I Always Feel Like... Somebody's Watching Me!

Friday, June 19, 2009

I know you're not Mexican, but come on!!

I work in a Mexican restaurant conveniently located across the street from my house. Yes, I walk to work and sometimes might have to pause for a passing car or bike rider. I love it. It is hands down the BEST job I have ever had. Why you ask? Low stress, low drama, realistic expectations, no commute, I get to wear jeans & a t-shirt and most importantly, the food.

OH yes, burritos y enchiladas y chiles rellenos y tequila con chips con salsa con queso - muy delicioso! (I took french in high school, so don't judge).

I've been employed by such restaurant for almost a year and I'm still baffled by the lack of knowledge and/or respect for a fairly common type of cuisine. Haven't we all been to a Taco Bell? Haven't we at least seen the commercial? I say this because I don't understand how many people don't know what a burrito is. Here is the typical conversation. Me: "Here's your chicken burrito that you ordered (and presumably read about on the menu). Them: "Where's the beans? I thought I got beans!!!" Me: "Inside". Them: "What about the rice?" Me: "Inside"... and the cycle continues until we've discovered together that freakin' everything is inside the burrito. That's the beauty of it!

Perhaps it is just our location. Pittsburgh, for all of its' strengths, has a pretty sheltered existence. Our Hispanic population really isn't large enough to be called a population. People like their chain restaurants and their packaged food and shy away from anything that seems weird. I am totally over-generalizing - but for some people, it's really true! Our restaurant has a great base of families, couples, etc. from the area that frequent the place and really get it. Then every once in awhile, we see these families drag one of their friends in the door and you can tell they are terrified to be so far from Eat n Park.

Them, "I don't really like Mexican food. Don't you have chicken fingers?"
Me: Silent disbelief.

One lady the other day who absolutely reeked of cigarettes and looked 20 years older than she should have asked a similar question. I had to arm wrestle her to order chips and salsa. I may be a foodie myself, but I swear you don't need a subscription to Saveur to know what this is! I bring out the delicious treat that our chef has made from scratch - roasted tomatoes, chili peppers, onions, cilantro and some other secret ingredients. She dips into it like it might be toxic waste and takes a bite.

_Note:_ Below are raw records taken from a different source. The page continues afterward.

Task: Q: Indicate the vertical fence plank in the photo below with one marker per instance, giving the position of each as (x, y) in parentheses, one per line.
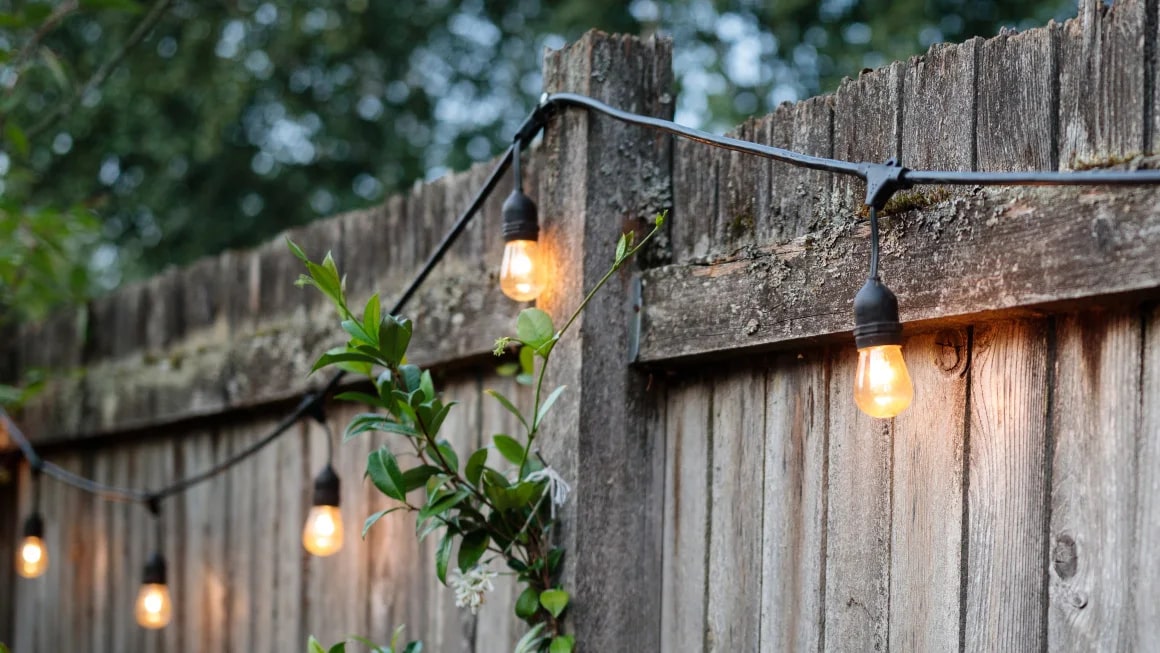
(736, 519)
(1101, 84)
(858, 517)
(795, 499)
(1017, 77)
(1146, 565)
(688, 478)
(926, 545)
(1095, 421)
(1006, 477)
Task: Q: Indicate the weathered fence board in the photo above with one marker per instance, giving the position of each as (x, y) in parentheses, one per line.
(1005, 597)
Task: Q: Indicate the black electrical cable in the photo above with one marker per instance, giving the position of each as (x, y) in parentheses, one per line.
(882, 181)
(309, 405)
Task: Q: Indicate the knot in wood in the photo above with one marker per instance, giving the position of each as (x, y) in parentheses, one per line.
(1065, 558)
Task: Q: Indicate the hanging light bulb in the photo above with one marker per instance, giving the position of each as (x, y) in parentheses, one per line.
(522, 271)
(31, 554)
(154, 609)
(882, 383)
(323, 534)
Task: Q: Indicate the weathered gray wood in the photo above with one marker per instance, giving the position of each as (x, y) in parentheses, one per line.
(616, 590)
(1146, 566)
(736, 516)
(867, 121)
(1095, 428)
(1017, 88)
(688, 476)
(857, 519)
(1007, 472)
(927, 514)
(961, 259)
(794, 514)
(937, 124)
(1101, 84)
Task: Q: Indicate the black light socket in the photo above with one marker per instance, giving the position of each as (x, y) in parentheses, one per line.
(154, 570)
(521, 218)
(34, 525)
(326, 487)
(876, 316)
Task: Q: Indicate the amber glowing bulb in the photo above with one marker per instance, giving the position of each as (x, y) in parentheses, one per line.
(31, 554)
(154, 608)
(323, 534)
(882, 383)
(522, 270)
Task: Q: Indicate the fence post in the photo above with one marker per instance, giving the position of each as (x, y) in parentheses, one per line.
(599, 180)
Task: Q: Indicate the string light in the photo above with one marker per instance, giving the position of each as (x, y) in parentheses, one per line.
(323, 534)
(883, 385)
(522, 271)
(31, 554)
(154, 608)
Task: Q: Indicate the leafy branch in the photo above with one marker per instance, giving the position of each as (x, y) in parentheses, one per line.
(476, 506)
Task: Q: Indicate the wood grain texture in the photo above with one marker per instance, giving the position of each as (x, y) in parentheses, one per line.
(688, 476)
(604, 422)
(1101, 84)
(1007, 473)
(794, 514)
(1017, 75)
(857, 519)
(994, 252)
(1146, 566)
(736, 517)
(1095, 422)
(927, 525)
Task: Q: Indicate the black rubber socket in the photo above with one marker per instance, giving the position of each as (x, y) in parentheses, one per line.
(876, 316)
(326, 487)
(521, 219)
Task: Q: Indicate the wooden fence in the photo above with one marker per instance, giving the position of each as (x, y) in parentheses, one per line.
(727, 493)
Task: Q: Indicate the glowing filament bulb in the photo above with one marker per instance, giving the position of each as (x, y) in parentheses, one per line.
(522, 270)
(31, 557)
(323, 534)
(153, 606)
(882, 384)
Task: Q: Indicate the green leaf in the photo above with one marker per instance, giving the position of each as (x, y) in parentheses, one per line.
(471, 549)
(534, 327)
(548, 404)
(475, 468)
(553, 601)
(17, 138)
(509, 448)
(527, 604)
(441, 557)
(507, 404)
(530, 641)
(417, 477)
(384, 472)
(370, 521)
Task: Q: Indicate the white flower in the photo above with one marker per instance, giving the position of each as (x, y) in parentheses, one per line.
(470, 587)
(557, 487)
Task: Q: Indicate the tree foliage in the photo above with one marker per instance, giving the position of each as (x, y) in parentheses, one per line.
(231, 121)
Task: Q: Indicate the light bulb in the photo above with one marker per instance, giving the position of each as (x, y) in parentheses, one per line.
(522, 270)
(31, 557)
(153, 606)
(323, 534)
(882, 384)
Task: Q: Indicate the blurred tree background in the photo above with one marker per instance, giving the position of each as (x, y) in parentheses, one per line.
(140, 135)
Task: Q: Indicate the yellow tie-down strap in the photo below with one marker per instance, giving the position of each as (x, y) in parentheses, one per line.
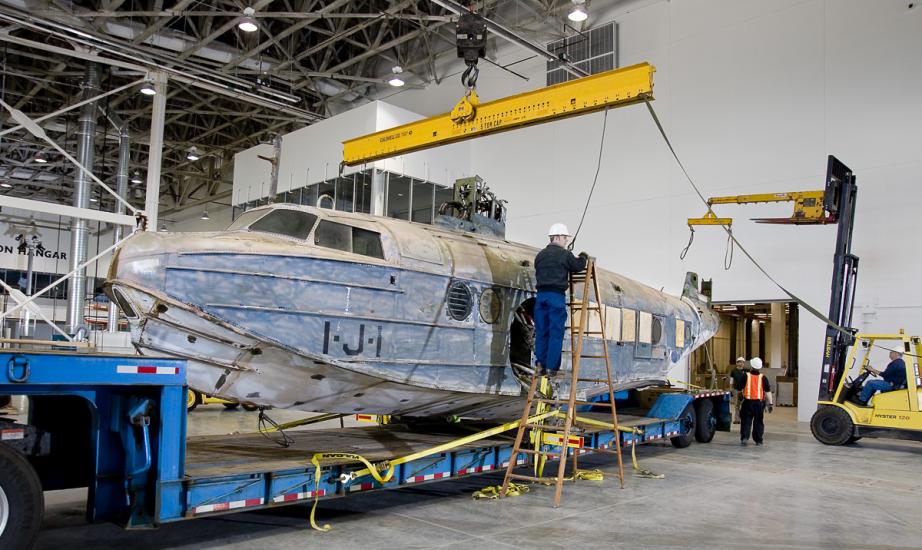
(391, 466)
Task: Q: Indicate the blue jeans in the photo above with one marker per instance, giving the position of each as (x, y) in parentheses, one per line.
(873, 386)
(550, 320)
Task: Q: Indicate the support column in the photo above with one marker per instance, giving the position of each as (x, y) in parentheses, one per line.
(76, 293)
(155, 156)
(121, 187)
(779, 324)
(378, 192)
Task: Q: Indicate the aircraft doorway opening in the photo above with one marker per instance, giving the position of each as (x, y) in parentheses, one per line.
(765, 329)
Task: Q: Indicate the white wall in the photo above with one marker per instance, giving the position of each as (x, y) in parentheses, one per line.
(754, 95)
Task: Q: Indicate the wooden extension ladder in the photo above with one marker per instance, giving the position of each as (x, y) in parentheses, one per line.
(580, 309)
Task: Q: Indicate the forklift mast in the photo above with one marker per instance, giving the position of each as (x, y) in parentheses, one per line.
(839, 201)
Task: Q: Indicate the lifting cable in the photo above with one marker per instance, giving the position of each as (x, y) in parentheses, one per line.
(595, 179)
(267, 425)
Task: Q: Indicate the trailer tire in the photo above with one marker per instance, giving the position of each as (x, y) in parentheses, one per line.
(689, 424)
(832, 425)
(193, 400)
(21, 500)
(706, 424)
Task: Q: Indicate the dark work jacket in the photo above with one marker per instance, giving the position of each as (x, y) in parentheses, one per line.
(895, 373)
(553, 266)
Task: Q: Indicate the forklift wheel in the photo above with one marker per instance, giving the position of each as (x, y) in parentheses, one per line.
(21, 500)
(832, 425)
(707, 422)
(687, 420)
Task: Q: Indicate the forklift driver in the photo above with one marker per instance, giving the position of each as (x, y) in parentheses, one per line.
(894, 378)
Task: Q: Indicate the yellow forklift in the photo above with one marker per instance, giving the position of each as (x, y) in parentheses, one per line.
(842, 419)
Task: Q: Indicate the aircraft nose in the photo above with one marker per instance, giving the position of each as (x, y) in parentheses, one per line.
(139, 259)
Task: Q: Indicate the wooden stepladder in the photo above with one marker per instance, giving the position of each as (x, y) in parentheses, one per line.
(582, 305)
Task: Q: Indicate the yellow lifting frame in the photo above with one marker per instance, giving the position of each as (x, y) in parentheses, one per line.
(808, 207)
(470, 119)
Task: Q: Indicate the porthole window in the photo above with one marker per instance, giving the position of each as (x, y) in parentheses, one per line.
(491, 306)
(459, 301)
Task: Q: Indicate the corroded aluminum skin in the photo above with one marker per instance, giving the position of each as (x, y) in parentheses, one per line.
(272, 320)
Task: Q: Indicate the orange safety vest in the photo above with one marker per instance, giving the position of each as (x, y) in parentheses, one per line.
(753, 389)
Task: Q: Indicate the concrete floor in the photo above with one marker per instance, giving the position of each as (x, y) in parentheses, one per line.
(791, 493)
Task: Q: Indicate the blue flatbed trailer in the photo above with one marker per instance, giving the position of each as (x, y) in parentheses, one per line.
(117, 425)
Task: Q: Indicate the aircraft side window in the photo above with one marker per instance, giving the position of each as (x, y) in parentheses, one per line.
(657, 330)
(348, 239)
(645, 328)
(292, 223)
(679, 333)
(367, 243)
(628, 325)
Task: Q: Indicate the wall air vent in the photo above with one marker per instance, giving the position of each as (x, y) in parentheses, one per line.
(595, 51)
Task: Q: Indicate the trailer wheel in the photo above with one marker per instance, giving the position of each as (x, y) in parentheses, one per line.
(832, 426)
(21, 500)
(707, 422)
(193, 399)
(688, 421)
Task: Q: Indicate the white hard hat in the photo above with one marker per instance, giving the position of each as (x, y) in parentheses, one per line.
(558, 229)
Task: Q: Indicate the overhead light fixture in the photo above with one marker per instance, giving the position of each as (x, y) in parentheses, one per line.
(395, 80)
(247, 23)
(578, 15)
(148, 88)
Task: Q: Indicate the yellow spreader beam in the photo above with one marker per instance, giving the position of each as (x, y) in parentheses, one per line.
(470, 119)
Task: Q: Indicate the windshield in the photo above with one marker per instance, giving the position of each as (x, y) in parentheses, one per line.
(348, 239)
(246, 219)
(292, 223)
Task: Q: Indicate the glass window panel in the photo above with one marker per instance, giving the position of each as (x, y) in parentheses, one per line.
(309, 194)
(345, 191)
(292, 223)
(423, 194)
(363, 192)
(246, 219)
(326, 194)
(334, 235)
(398, 196)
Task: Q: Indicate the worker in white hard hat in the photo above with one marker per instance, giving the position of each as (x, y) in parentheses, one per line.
(553, 266)
(757, 395)
(737, 377)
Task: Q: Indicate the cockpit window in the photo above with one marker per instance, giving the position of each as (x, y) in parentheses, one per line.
(292, 223)
(348, 239)
(246, 219)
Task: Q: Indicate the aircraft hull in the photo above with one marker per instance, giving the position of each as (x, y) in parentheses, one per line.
(266, 323)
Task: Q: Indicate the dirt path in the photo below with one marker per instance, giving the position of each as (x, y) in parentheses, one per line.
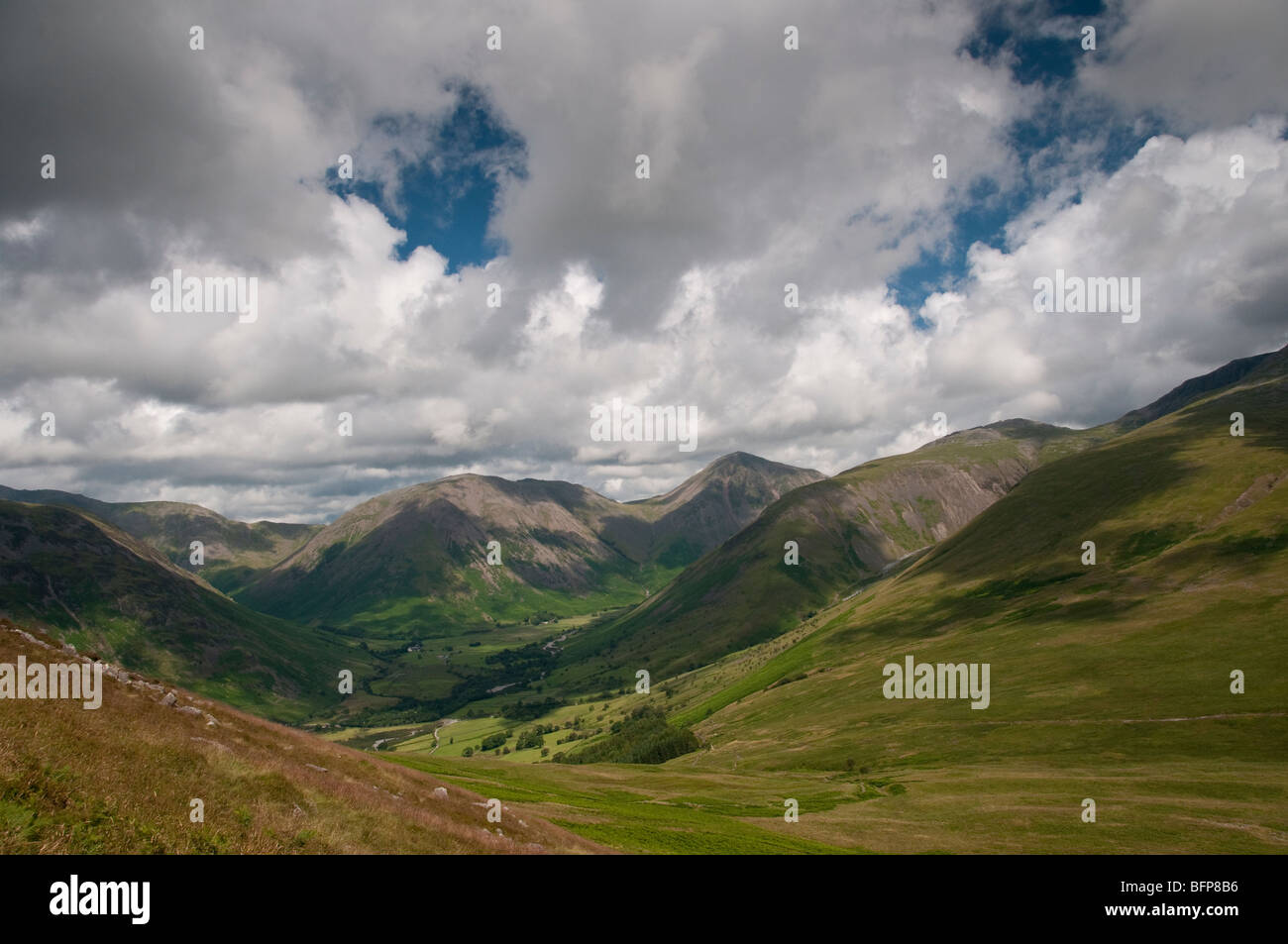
(447, 721)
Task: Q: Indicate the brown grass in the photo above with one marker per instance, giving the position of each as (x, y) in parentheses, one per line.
(120, 780)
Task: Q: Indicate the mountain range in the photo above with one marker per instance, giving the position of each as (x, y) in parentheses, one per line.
(1116, 578)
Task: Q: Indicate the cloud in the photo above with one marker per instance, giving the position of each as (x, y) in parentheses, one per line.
(768, 166)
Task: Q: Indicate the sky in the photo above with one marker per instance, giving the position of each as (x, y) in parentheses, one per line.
(516, 167)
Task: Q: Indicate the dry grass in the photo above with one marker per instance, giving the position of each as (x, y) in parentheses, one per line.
(121, 780)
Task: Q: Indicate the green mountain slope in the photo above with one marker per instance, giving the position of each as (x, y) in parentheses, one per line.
(233, 550)
(413, 563)
(848, 531)
(121, 780)
(1108, 682)
(104, 591)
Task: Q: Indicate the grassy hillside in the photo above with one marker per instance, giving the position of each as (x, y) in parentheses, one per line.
(1108, 682)
(103, 591)
(413, 563)
(849, 531)
(121, 780)
(233, 550)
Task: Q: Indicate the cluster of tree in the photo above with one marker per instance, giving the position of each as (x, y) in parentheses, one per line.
(493, 741)
(526, 711)
(529, 739)
(644, 737)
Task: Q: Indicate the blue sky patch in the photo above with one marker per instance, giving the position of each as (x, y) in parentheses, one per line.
(450, 170)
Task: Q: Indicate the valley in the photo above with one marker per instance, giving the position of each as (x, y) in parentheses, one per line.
(1150, 682)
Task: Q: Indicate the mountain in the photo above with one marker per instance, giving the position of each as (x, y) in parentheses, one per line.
(123, 778)
(848, 531)
(233, 550)
(1150, 682)
(104, 591)
(415, 562)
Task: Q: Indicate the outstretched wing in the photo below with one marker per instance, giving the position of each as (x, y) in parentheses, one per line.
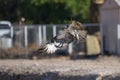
(73, 32)
(57, 42)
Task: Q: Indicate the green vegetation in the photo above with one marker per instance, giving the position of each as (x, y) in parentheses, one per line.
(45, 11)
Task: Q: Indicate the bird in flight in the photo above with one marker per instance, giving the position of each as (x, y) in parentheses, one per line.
(73, 31)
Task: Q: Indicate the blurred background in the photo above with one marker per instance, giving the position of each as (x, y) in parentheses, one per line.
(30, 23)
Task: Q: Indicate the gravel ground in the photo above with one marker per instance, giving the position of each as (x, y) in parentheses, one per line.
(98, 68)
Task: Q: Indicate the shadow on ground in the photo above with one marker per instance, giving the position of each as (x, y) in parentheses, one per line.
(52, 76)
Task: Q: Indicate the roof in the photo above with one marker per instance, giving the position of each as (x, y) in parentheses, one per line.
(118, 2)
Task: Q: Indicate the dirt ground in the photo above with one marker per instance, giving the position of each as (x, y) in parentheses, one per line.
(61, 68)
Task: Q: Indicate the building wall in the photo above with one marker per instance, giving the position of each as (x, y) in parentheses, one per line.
(109, 19)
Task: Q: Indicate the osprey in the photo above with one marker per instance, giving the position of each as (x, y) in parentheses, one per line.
(73, 31)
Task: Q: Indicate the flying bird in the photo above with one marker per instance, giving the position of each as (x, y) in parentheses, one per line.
(73, 31)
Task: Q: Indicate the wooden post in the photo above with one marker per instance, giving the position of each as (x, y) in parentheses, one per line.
(44, 33)
(11, 32)
(40, 35)
(54, 30)
(25, 37)
(118, 39)
(101, 33)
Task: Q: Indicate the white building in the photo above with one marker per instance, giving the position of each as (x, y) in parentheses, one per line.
(110, 29)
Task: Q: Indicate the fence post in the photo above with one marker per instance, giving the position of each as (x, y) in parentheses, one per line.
(11, 32)
(44, 33)
(25, 37)
(40, 35)
(101, 33)
(70, 48)
(118, 39)
(54, 30)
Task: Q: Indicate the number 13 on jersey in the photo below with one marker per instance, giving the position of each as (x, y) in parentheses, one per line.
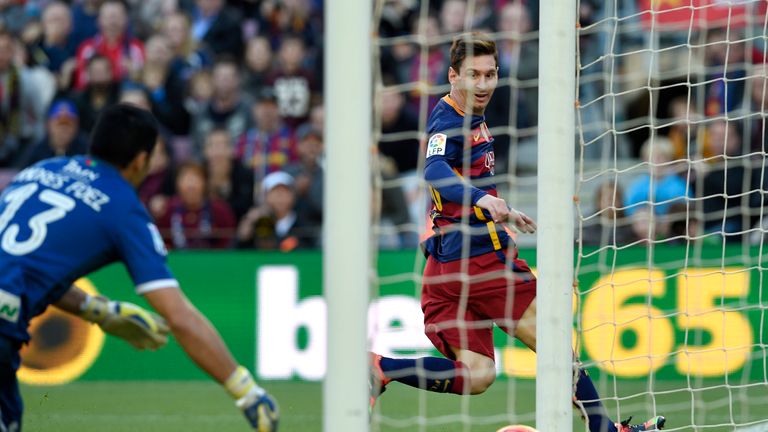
(38, 223)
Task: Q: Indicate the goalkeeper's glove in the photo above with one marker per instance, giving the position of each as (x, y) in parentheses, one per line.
(259, 408)
(139, 327)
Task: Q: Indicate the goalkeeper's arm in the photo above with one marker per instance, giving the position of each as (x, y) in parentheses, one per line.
(204, 345)
(137, 326)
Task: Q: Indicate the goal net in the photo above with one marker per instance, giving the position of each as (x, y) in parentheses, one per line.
(671, 306)
(669, 309)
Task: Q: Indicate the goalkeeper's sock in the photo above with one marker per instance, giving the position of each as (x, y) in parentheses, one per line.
(588, 401)
(428, 373)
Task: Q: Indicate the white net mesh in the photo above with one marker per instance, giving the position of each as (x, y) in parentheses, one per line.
(412, 44)
(671, 184)
(670, 308)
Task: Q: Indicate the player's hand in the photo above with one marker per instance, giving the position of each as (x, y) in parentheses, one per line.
(497, 207)
(260, 410)
(522, 222)
(259, 407)
(134, 324)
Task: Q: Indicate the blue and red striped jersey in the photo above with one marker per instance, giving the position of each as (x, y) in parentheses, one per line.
(459, 170)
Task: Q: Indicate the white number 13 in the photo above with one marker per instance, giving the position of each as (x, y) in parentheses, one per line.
(37, 223)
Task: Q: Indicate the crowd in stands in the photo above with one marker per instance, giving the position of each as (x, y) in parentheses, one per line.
(237, 88)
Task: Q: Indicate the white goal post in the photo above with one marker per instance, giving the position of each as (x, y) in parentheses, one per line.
(347, 211)
(556, 152)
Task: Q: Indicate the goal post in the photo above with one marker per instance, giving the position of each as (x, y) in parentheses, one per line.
(556, 151)
(347, 212)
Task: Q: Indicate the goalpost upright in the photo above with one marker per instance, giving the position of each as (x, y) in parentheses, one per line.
(556, 162)
(347, 208)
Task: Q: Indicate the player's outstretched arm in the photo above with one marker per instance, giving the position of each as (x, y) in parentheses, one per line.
(204, 345)
(134, 324)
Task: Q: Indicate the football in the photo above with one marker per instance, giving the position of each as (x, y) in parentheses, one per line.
(517, 428)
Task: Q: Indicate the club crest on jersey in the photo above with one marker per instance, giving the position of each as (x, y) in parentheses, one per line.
(481, 134)
(490, 162)
(436, 145)
(10, 305)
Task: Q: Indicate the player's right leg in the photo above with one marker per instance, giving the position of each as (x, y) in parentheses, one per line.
(434, 374)
(10, 398)
(586, 399)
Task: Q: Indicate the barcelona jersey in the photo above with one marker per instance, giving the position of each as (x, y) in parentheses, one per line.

Gross woman: "This is nasty."
Me: "I think it's great, we have a lot of people who love it."
Gross woman: "No, it's nasty".

I give the traditional server hate-stare and walk away. I'm thinking, you tell that to the chef who chars every tomato himself and blends it into the family recipe masterpiece that it is! Go back to eating your cigarette and shut up.

But these are the stories that make my job interesting. Whether it's a place that sells pizza out of a window or the highest high-end wine bar - these customers are going to exist. I will continue to discuss the nuances and subtle differences between a burrito and a taco. It's what I get paid for, I suppose.


  1. I hate my job so much, I think I may come and join you at the restaurant. We can tag team the hideous customers.